From the top: Little Bobby grew up in Texas. Post-college, he found himself working in a head shop with a useless biology degree under his belt. He met a girl. She said, "Let’s get out of Texas." Bobby said, "Yeah, it sucks here. It’s hot. Everybody’s a Republican." They came to Albuquerque six years ago because The Gas Pipe chain he was working at has stores out here, too. After a year, the girl dumped him. "I just felt abandoned in Albuquerque," he says. "I also quit my job, wrecked my car, got a new shithole apartment in the UNM area, started a new job and met my friend Clifford." Clifford’s known as The Musk in Shoulder Voices and contributes guitars, keys and drums on Bobby’s new album.

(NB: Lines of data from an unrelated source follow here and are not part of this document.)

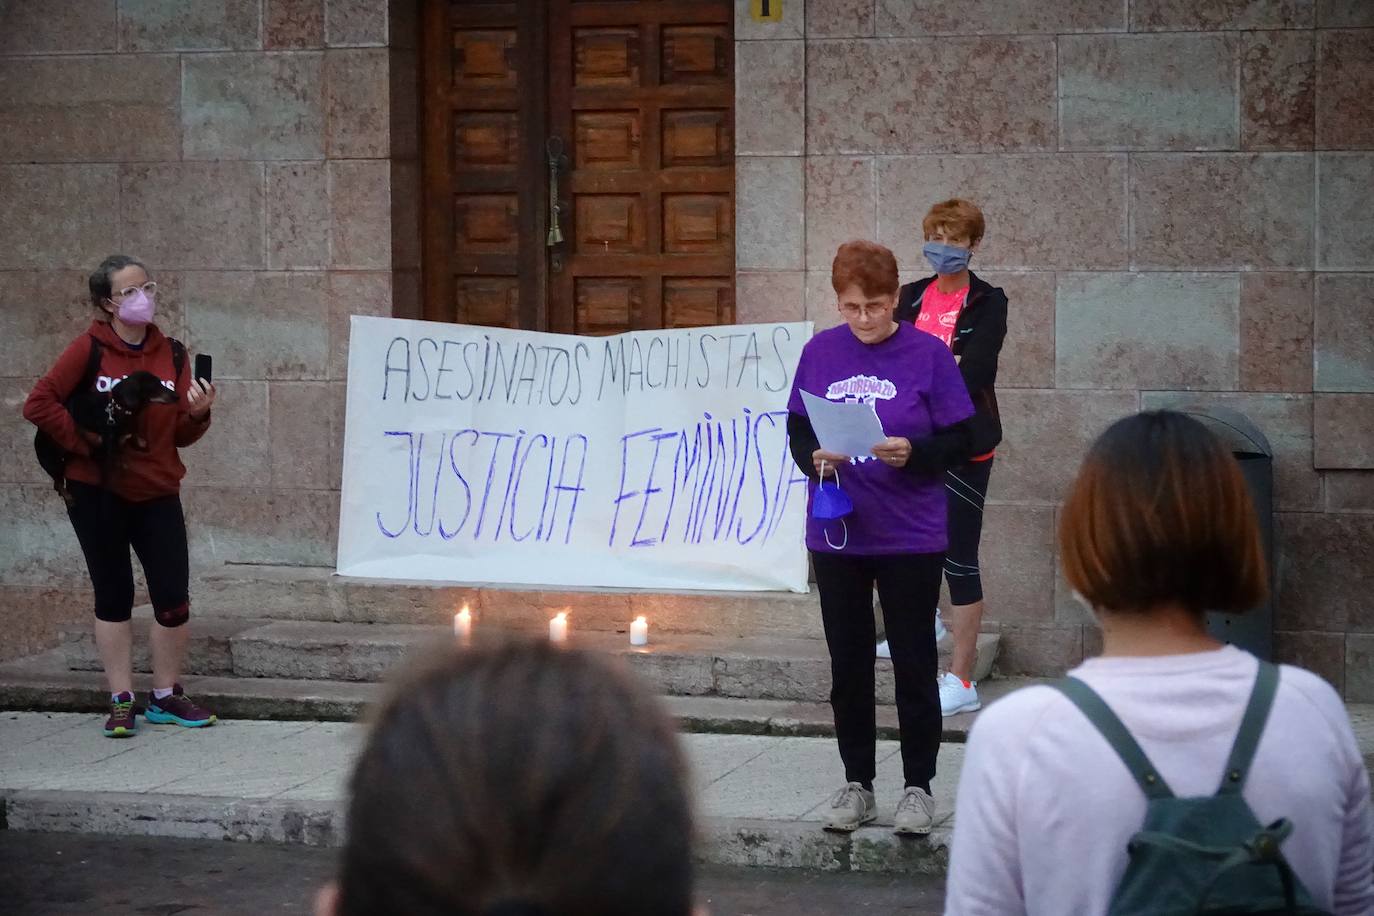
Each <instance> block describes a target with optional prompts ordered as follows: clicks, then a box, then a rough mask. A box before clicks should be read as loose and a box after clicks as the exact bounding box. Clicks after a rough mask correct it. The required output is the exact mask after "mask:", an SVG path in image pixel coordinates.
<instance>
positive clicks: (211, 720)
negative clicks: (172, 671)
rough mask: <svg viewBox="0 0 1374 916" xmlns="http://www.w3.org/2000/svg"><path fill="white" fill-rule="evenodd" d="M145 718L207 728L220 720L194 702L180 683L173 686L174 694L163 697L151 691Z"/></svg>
mask: <svg viewBox="0 0 1374 916" xmlns="http://www.w3.org/2000/svg"><path fill="white" fill-rule="evenodd" d="M143 718H146V720H148V722H150V724H153V725H181V726H184V728H205V726H206V725H214V724H216V722H217V721H220V720H218V718H216V715H214V713H212V711H210V710H207V709H201V707H199V706H196V705H195V703H192V702H191V698H190V696H187V695H185V692H184V691H183V689H181V685H180V684H174V685H173V687H172V696H165V698H162V699H158V698H157V696H154V695H153V692H151V691H150V692H148V707H147V709H146V710H143Z"/></svg>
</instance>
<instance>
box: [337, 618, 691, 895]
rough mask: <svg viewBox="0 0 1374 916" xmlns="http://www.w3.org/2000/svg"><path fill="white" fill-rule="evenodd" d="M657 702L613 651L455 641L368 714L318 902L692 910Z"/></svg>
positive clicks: (677, 821) (675, 752)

When Little Bobby was about to turn 30 a few years ago, he decided he needed to do something physical. He’d never run or been an athlete at any other point in his life. "I thought I could just sign up for a marathon, and if I didn’t finish, I didn’t finish." He registered for the Duke City Marathon a year in advance. His first finishing time was strong: 26.2 miles in three hours and 54 minutes. He came in 75
th out of 400.

Bobby always wanted to make music. "When I was in college, all those guys were in bands, and I was so jealous, but I never did it." He saw a flyer at Natural Sound that read: Unit 7 Drain needs a keyboard player. "I thought, ‘I saw those guys one time. I’ll call ’em,’" he laughs. "I got in Unit 7 Drain and [singer/guitarist] Harry’s like ‘Do you play keyboards?’ and I’m like, ‘Not really.’"

Little Bobby’s
The Sound of Letting Go was written over the course of Bobby’s time in New Mexico, some of it tortured, some of it quite peppy. Layers of effects, sample collages and multitracked vocals create psychedelic cushioning around his earnest, exposed lyrics. "It’s like every single band I like crammed into me and then coming out," he says. He hopes his album presents both the extremely happy and extremely sad from song to song, or maybe even within a single track. "I wanted to write songs that felt like they went together," he says. "I ended up going back and taking stuff from years ago, and I realized they all kind of go together; just songs from my life with these people in these situations."

Get Little Bobby's new disc free at his CD release on Saturday, Oct. 27, at Burt's Tiki Lounge with Black Maria, Shoulder Voices and Unit 7 Drain. Please wear a costume.